Fui lieto del vivergli accanto, preda fiera del suo crudo disincanto.
Piano, piano, in lui quel piglio malvagio svanì. Non poteva! Era una resa!
L'arroganza e la violenza sull'inerme ingabbiato, gli fu comandata all'ingaggio. Non l'avesse scordato! Era cambiato il mio vikingo adorato e anch'io, che sempre infierivo convinto e sadico spinto, cominciai a sentire empatia per quelle povere ombre immolate alla pazzia.

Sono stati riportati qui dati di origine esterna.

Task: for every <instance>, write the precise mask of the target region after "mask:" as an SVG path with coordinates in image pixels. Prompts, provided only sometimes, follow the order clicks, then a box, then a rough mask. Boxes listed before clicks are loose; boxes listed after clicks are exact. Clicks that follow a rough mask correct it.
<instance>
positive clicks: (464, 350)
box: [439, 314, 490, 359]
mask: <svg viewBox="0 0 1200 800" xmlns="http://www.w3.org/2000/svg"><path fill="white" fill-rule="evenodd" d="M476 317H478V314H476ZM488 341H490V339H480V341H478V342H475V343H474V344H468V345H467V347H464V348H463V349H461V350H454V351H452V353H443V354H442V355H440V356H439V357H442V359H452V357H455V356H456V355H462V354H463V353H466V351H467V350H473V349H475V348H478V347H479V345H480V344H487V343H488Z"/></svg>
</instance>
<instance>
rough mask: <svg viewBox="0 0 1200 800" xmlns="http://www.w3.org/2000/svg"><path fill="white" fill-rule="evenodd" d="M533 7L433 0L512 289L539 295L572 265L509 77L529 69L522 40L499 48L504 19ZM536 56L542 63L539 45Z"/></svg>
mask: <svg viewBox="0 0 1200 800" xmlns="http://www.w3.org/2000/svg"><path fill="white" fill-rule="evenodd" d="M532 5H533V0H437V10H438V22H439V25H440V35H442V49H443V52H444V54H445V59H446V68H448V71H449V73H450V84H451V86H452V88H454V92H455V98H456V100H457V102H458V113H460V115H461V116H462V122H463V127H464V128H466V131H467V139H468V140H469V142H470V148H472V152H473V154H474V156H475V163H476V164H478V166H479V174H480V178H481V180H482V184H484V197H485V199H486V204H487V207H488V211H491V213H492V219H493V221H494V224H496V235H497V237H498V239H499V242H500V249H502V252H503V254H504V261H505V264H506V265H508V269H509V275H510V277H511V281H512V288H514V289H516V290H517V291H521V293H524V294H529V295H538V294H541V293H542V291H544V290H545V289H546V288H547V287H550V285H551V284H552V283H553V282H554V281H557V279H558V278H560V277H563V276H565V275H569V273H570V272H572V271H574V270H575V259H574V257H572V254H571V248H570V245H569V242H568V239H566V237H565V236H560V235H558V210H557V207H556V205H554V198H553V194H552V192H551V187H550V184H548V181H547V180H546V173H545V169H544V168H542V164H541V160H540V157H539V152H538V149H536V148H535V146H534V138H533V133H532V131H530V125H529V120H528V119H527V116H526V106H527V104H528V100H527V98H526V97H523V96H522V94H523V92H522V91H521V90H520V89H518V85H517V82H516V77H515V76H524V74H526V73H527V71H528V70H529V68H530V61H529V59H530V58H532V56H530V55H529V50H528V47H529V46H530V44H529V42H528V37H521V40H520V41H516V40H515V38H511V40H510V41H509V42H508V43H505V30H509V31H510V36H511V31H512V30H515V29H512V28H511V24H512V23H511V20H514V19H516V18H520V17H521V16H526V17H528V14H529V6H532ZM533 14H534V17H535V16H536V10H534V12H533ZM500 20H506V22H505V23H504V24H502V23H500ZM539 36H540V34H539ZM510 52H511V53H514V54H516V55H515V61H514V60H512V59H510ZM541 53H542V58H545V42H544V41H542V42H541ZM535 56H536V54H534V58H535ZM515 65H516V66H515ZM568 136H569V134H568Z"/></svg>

Al crepuscolo di un autunno bambino, un ufficiale albino comandò al mio Hans con ringhio da mostro marino, di uccidere un rom con un martello. Hans rifiutò! Disse: "No, questo no!" Fulmineo il boia gli sparò un colpo al cervello. Cadde a terra il mio bello, cadde con la faccia nel fango, scorse il mio pianto e udì il mio petto spaccato e mentre frantumava cinque biscotti croccanti in mano, mi sussurrò: "Ti amo". Mi gettai straziato addosso al filo spinato elettrificato... unito per sempre al mio amato.